As investments in wind and solar power climb, backing major hydropower projects may be seen as a risky bet in a warming world, as studies show that reservoirs may be major sources of methane emissions and climate change itself could make rain and snowfall less certain in some regions.
An indicator of where renewables investors are focusing their attention, large hydropower was left out of a major United Nations and Bloomberg report published this week showing that global investments in renewables spiked 17 percent in 2014.
The Glen Canyon Dam on the Colorado River in Arizona.
Last year, as costs for wind and solar projects fell and investors saw their potential for reducing greenhouse gas emissions, investments in wind, solar, biomass, geothermal, and small hydropower projects totaled about $270 billion in 2014, up from $231 billion in 2013, according to the report.
Those numbers exclude investments in major hydropower projects — along the lines of the Hoover Dam on the Colorado River or the giant Three Gorges Dam built recently on the Yangtze River in China — that can generate more than 50 megawatts of electricity.
Yet hydropower figures prominently in how some states and countries are addressing climate change by reducing their dependency on fossil fuels.
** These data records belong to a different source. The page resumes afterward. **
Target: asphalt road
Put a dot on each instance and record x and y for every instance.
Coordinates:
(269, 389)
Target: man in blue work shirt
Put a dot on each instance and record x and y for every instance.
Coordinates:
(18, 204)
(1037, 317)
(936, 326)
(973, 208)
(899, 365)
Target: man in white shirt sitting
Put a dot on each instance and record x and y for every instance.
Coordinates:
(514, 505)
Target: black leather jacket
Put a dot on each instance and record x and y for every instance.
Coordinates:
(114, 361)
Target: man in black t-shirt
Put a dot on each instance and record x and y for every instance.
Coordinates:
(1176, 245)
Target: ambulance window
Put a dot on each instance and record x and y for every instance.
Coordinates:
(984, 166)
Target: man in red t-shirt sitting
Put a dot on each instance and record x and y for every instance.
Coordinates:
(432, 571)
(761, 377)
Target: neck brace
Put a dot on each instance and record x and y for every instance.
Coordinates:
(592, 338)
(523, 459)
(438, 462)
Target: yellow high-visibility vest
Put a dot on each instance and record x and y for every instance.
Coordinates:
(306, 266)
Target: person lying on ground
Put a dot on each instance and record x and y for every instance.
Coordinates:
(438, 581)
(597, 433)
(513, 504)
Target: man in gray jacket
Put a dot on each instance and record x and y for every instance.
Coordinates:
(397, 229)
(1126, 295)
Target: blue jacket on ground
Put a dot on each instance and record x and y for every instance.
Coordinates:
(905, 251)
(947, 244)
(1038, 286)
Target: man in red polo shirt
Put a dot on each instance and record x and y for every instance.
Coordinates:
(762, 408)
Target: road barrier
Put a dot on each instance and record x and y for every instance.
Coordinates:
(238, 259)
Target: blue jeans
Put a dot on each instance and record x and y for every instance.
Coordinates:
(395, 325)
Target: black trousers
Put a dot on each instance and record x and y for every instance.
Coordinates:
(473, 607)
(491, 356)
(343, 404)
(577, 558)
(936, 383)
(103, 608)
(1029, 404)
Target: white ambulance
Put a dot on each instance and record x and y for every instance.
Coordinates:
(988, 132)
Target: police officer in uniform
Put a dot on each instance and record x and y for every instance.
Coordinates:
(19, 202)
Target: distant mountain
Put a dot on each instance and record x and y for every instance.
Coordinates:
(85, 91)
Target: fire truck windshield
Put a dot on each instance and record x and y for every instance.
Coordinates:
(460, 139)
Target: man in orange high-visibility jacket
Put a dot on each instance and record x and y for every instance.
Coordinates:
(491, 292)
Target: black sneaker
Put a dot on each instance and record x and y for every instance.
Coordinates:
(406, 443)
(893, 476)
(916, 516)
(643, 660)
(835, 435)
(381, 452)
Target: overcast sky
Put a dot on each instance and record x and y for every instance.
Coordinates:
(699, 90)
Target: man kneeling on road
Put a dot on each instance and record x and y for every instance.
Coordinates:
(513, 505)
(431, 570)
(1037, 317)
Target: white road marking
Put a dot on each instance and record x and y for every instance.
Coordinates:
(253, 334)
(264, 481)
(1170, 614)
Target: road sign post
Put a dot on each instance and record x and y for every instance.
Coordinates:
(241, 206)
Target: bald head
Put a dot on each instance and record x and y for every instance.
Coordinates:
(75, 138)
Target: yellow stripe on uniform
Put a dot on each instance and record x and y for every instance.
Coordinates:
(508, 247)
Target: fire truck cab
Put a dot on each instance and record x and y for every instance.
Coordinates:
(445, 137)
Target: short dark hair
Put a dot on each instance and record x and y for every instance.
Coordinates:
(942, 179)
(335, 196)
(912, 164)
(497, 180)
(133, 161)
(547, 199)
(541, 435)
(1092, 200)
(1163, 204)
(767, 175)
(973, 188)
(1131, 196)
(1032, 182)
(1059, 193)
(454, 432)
Costa Rica, for example, announced recently that all of its electricity will be renewable in 2015 thanks in large part to hydropower. In the U.S., which gets 6 percent of its electricity from hydro, Burlington, Vt., announced it would be fully running on renewables in 2015 after buying a hydropower plant last year. 2014 also saw the commissioning of the 13.9-gigawatt Xiluodu hydropower project in China, and other large hydro projects were financed in Angola, Costa Rica and Laos.
In the eight years Bloomberg and the UN have tracked global renewables investing in an annual report, large hydro has never been included.
“There’s a question about sustainability,” Angus McCrone, chief editor of Bloomberg New Energy Finance and chief editor of the report, said. “And the other issue is, it’s a very mature technology. If you’re looking at trends in new renewables, the picture doesn’t come in any clearer if you’ve put in numbers of large hydro.”
Bloomberg estimates that investments were made on between 15-20 gigawatts of large hydro in 2014, equalling about a third of global solar power investments, down from 20-25 gigawatts the previous year.
Investments in small hydro, projects that generate between 1 and 50 megawatts of electricity, also shrank last year, partly because of drought fears.
Most small hydro projects were in developing countries, particularly sub-Saharan Africa and Latin America, where small hydropower plants serve as a major source of electricity, according to the report. But as other countries looked for ways to reduce their vulnerability to drought, they began looking toward wind, solar and other renewables, driving a 21 percent decrease in investments in small hydroelectric projects in 2014.
McCrone said Bloomberg expects between about 16 and 40 gigawatts of hydroelectric generating capacity to be built each year through 2020.
Large hydro projects will likely be built in the coming years, especially in Africa and Asia, while the U.S. is entering an era of dam decommissioning or refurbishment rather than construction of new hydroelectric dams, said David Michel, director of environmental security for the Stimson Center, a Washington, D.C.-based and partly UN- and U.S. government-funded think tank focusing on water management, climate change and national security.
Flood water is released from spillways of the Three Gorges Dam on September 19, 2014 in Yichang, Hubei Province of China.
“On a global basis, it’s a risk factor of uncertainty,” he said.
Hydropower dams are long-term investments that last many decades, and climate models show that precipitation may become less certain in some areas, making a decision to build new hydro projects difficult for governments and private investors, he said.
The historic California drought is an example of how changing rain and snowfall patterns, possibly fueled by climate change, are affecting hydropower projects. The drought has caused a 60 percent drop in hydroelectric power generation in California as reservoirs dry up amid the drought. That inability to produce hydropower has forced Pacific Gas and Electric, one of the state’s major utilities, to impose a 1.5 percent rate increase to offset the loss in hydropower, according to the Sacramento Bee.
As the renewables investment report suggests by excluding large hydro, future investments in hydropower will focus on small projects because they cost less to build, Michel said.
Small hydro projects also have less local environmental impact than larger projects and less money is at stake if climate change makes a small project obsolete.
“The next Hoover Dam is not something we’re going to see in our lifetimes,” Michel said.